Kamelot – “Haven”

Nel panorama del symphonic metal, i Kamelot sono sempre stati un gruppo particolare ed in grado di dare un’interpretazione molto personale degli stilemi del genere. Gran parte del merito di ciò è da ricercarsi nella voce del singer storico della band, Roy Khan, e in un songwriting capace di valorizzarne la teatralità e le numerose sfumature. Tuttavia, a seguito di vicende personali non troppo chiare, Khan ha abbandonato il gruppo nel 2011: il successore, dopo alcuni tour con Fabio Lione (voce, tra gli altri, di Rhapsody of Fire e Vision Divine), è stato individuato in Tommy Karevik, già frontman del gruppo prog-metal dei Seventh Wonder. Al nuovo arrivato si è presentato un compito a dir poco gravoso: sostituire una delle voci più caratteristiche del metal di matrice sinfonica. Dopo un album di ambientamento, quel Silverthorn che risultò ai tempi sì sufficiente, ma nulla più, la band americana ci riprova con Haven: come si sarà comportato Tommy? E, in generale, che disco ci troveremo di fronte?
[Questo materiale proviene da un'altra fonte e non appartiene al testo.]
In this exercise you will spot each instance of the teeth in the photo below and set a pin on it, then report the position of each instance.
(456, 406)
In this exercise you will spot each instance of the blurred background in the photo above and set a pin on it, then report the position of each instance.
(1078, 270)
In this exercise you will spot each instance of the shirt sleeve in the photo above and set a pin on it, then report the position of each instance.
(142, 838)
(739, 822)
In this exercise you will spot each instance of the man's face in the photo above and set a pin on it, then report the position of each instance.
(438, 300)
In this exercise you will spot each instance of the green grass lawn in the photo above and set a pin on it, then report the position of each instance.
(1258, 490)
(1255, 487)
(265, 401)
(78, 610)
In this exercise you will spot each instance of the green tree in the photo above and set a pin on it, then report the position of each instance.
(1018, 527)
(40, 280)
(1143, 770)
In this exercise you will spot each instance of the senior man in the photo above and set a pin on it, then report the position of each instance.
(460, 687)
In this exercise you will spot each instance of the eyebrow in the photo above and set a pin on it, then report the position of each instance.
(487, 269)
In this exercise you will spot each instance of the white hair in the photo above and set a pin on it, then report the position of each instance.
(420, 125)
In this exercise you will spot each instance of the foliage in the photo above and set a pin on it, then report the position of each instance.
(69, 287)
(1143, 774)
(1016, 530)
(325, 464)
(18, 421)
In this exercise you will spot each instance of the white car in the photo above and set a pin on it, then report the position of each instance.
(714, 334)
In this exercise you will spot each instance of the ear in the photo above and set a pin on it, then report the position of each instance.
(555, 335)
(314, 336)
L’attacco è dei migliori: nessuna tediosa intro strumentale, ma un brano come Fallen Star che dà subito il via alle danze. Aggressivo nella strofa, trascinante nella linea del ritornello: uno dei migliori del lotto. Il singolo Insomnia è sicuramente più “radiofonico” ed immediato dell’opener, ma è anch’esso un ottimo esempio di metal elegante e ben composto, complici anche le tastiere “futuristiche” di Oliver Palotai. Segue Citizen Zero che, dopo un’intro di chitarra, presenta un andamento marziale che a molti ricorderà March of Mephisto, brano di apertura del capolavoro della band, The Black Halo. Il primo singolo estratto, Veil of Elyisium, ha indubbiamente un buon tiro ed è dotato di melodie trascinanti (bravissimo Karevik), ma non colpisce del tutto nel segno. Meglio la prima ballad di Haven, Under Grey Skies, che presenta il duetto di Tommy con la cantante dei Delain, Charlotte Wessels: un crescendo magistrale ed un finale davvero da brividi. My Therapy presenta le medesime tastiere di Insomnia, ma non risulta riuscita come quest’ultima: il secondo passaggio “quasi a vuoto” del disco. Dopo l’intermezzo Ecclesia, End of Innocence ci presenta alcune tra le melodie migliori di Haven: il ritornello, grazie anche al lavoro dei cori, emoziona. Da qui alla fine, troviamo una manciata di brani decisamente riusciti: Beautiful Apocalypse e Liar Liar risplendono grazie ai taglienti riff di Thomas Youngblood e alla solita perizia compositiva ed esecutiva; Here’s To The Fall è il secondo lento dell’album e presenta un’atmosfera cupa e drammatica, resa alla perfezione dal cantato di Tommy; infine (non consideriamo la strumentale Haven) Revolution vanta la collaborazione di Alissa White-Gluz e del suo cantato in growl, per uno dei brani più cattivi mai scritti dai Kamelot.

Haven è un grandissimo disco. Rompiamo gli indugi per un lavoro che ci ha sinceramente emozionato, nonché spiazzato in positivo. Dopo Silverthorn, Karevik sta iniziando a trovare una sua dimensione all’interno del gruppo, grazie anche all’ottimo songwriting di Youngblood, che qui valorizza le grandi abilità del singer. Certo, lo spettro di Khan aleggia ancora, ma non potrebbe essere altrimenti: i Kamelot hanno acquisito, nel corso degli anni, uno stile riconoscibilissimo e assolutamente personale. Una cifra che resta ben presente, anche grazie alla indubbia somiglianza del timbro di Roy con quello di Tommy. Tuttavia, Haven presenta degli sprazzi di parziale rinnovamento del sound, insieme con un’ispirazione compositiva che sembra tornata quella degli anni d’oro del gruppo. I capolavori come The Black Halo e Epica restano lontani, ma questo Haven risulta essere una grandissima prova, per un gruppo che ha ancora molto da dire.